I now present part II of my previous spotlight on humorous angles of the Good Book. I’m sure a reader or two out there said something like, “And he calls himself a Christian? I’m calling B.S.”
Sure, there’s scant Biblical humor, but I’m guessing during editing, God said, “If I include all the great jokes, this will turn into the longest book ever written.” But I’m sure there were stand-up comedians among the faithful, rattling off one-liners like, “Take my concubine … please.”
But seriously folks, last year a friend of a friend told him, “I really question whether Doug is even a Christian.” I’m guessing that followed one such humor-infested, Biblical column, or a political one where I didn’t come off Republican enough.
There’s probably even more political hypocrisy than religious, and that is one huge pile of hypocrisy. Mix the two together and you’ve got yourself a spoiled fish filet that stinks so bad all the tartar sauce in Louisiana won’t make it palatable.
In my defense, I’m sure the authenticity suspicions stem from my blatant, sin-contrition. Understandably, my repentant candor prompts the non-contrite to conclude, “No real Christian would admit to sometimes drinking too much and/or struggles with lust.” To a perfect Christian, my confessions for all the world to see (yes, readership is indeed up) must speak volumes about my spiritual sincerity.
An even bigger giveaway may be my failure to endorse all Republicans, not to mention sometimes actually expressing affection for certain Democrats. The prevailing mindset may be, “If he can’t ignore immorality, blatant dishonesty, mean-spiritedness and a lack of a single Biblical beatitude among our obviously Christian party, then he sleeps with the enemy and puts his very soul in peril.”
I got a hint of this mentality when one sincere Christian told me Al Simpson lost credibility in his eyes years ago by maintaining a personal friendship with Ted Kennedy. I get it. I mean, since when does the Bible advocate loving your enemy, or even worse, a politician with dissimilar beliefs?
It’s been lovingly pointed out by devout conservatives that Trump’s — true also for both Bush’s and Reagan’s — elections were pre-ordained by an all-knowing heavenly father. Obama, Bill Clinton, Jimmy Carter, Hitler … not so much, for obvious reasons. If I’m to be accepted by my party, I must admit God was devoutly Republican and passed it down to his son, just as most family political trees tend to flourish.
I’m also no fan of the Joel Osteen “Donate Your Way to Riches” investment strategy. I remember years ago, a successful businessman bragged, “Most people tithe 10 percent, but since we started giving 15 percent, we have more money than ever.” I half-jokingly asked, “So why don’t you ever give your employees a raise?” As God is my waitress, his hesitant, halting reply was, “Well, that’s not tax-deductible.”
Oh, I completely get the “Law of Reciprocity” — the principle that doing good eventually brings good back.
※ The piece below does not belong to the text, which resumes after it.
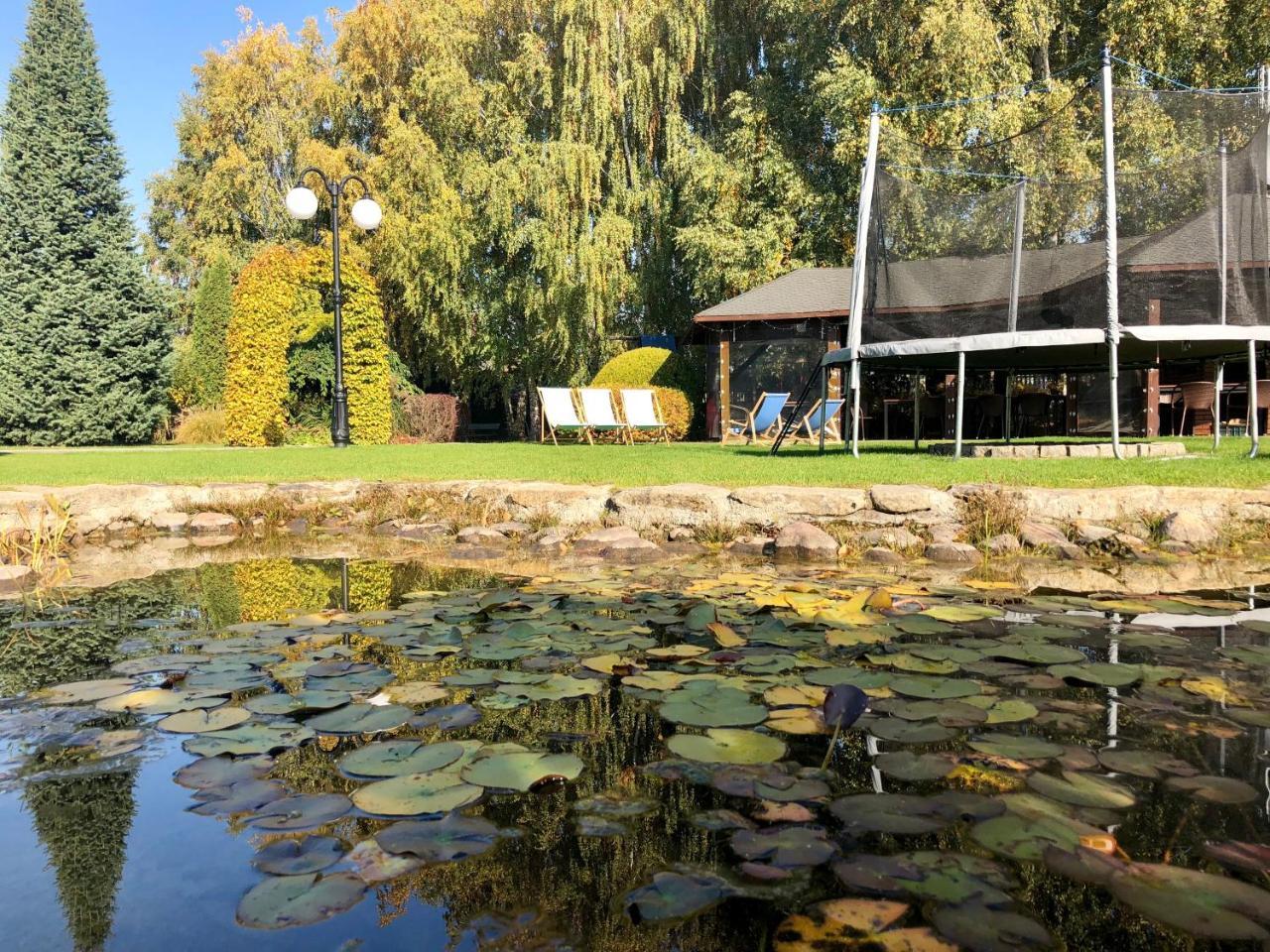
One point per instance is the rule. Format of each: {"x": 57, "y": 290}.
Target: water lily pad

I just suspect those Biblical directives were more toward those faithful givers without one eye on resulting financial returns.
My saintly mom would never accept 50 cents without tithing a nickel and her net worth was basically zero till the day she died at 91, with her faith unshaken. I do believe some with little who give much out of unadulterated obedience sometimes will prayerfully receive a mysterious, miraculous monetary boost. I just don’t see God implying to those already with abundance, “Thank you for that. And don’t look now, but GE just went through the roof.”
When the rich man asked Jesus, “What must I do to be saved?”, he answered “Give all your money to the poor,” and the capitalist sadly walked away. Jesus didn’t say, “Give 10 percent of your riches to the poor — non-church or animal-related charities excluded of course. Better yet, give 20 percent and you’ll not only be saved, but spend eternity in a luxury Trump condo.” The money-changers, even Republican ones, weren’t his favorite demographic from what I’ve gathered.
That being said, the blasphemous defense rests and prepares for a severe judging.